It looks like ‘Pet Sematary’ is not the only terrible Stephen King film adaptation I have seen yet. Yes, Mary Lambert’s 1989 horror – Ahem! – classic was a nonsensical and grotesque piece of camp, but there was something entertaining in its cheesy demeanor. In Nikolaj Arcel’s adaptation of ‘The Dark Tower’; King’s 8-part series of books, however, the entertainment factor goes down to zero. This movie had potential to be a great epic, instead, it fell flat from the word “Go!”. I had more fun trying to spot the many Easter Eggs hidden throughout than I did sitting through this badly acted lackluster. Excuse that understatement! “Bad” is no way to describe the experience of watching this film; let’s go with “Boring”. Not since ‘Twilight’ have I seen actors feel like they wanted to collect their paychecks and wanted to go home from another day of work, hence a few alright performances from Idris Elba and Matthew McConaughey, who at least try; being huge names and all.

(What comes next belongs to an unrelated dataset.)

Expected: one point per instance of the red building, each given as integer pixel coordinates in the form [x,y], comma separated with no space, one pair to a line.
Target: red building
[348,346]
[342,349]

Elba plays a gunslinger named Roland, who ends up being the last of his kind, when his father (Dennis Haysbert) dies at the hands of a mysterious, shadowy figure known as The Man in Black (McConaughey), who wants to use the minds of children to destroy the Dark Tower in order to bring darkness to Earth (Sounds like a silly plot!). The tower serves as a barrier between Earth and a post-apocalyptic Western-style world known as ‘Mid-World’. Whatever type of destruction the tower faces in Mid-World is easily interpreted as earthquakes in our world.
The introduction to our clichéd fantasy hero, Jake Chambers (Tom Taylor), begins with one of those “earthquakes”. I am not using the word “clichéd” lightly, either. He is a boy who lives with his caring mother and abusive stepfather (Check!), while being plagued by both the loss of his biological father (Check!), and dreams that turn out to be real (Check!). From that moment, we know the movie is cursed; the lazy performances don’t even help with the sympathetic value of the story. I don’t even want to say more, other than what follows are portals between two worlds and plenty of references to Stephen King’s past works. Come to think about it, the only darkness being set on our world is not from the Man in Black! It, instead, comes from this movie! If I could say anything good about ‘The Dark Tower’, it would be the scenes where Roland teaches Jake what it means to be a true gunslinger, as well as Roland entering Earth.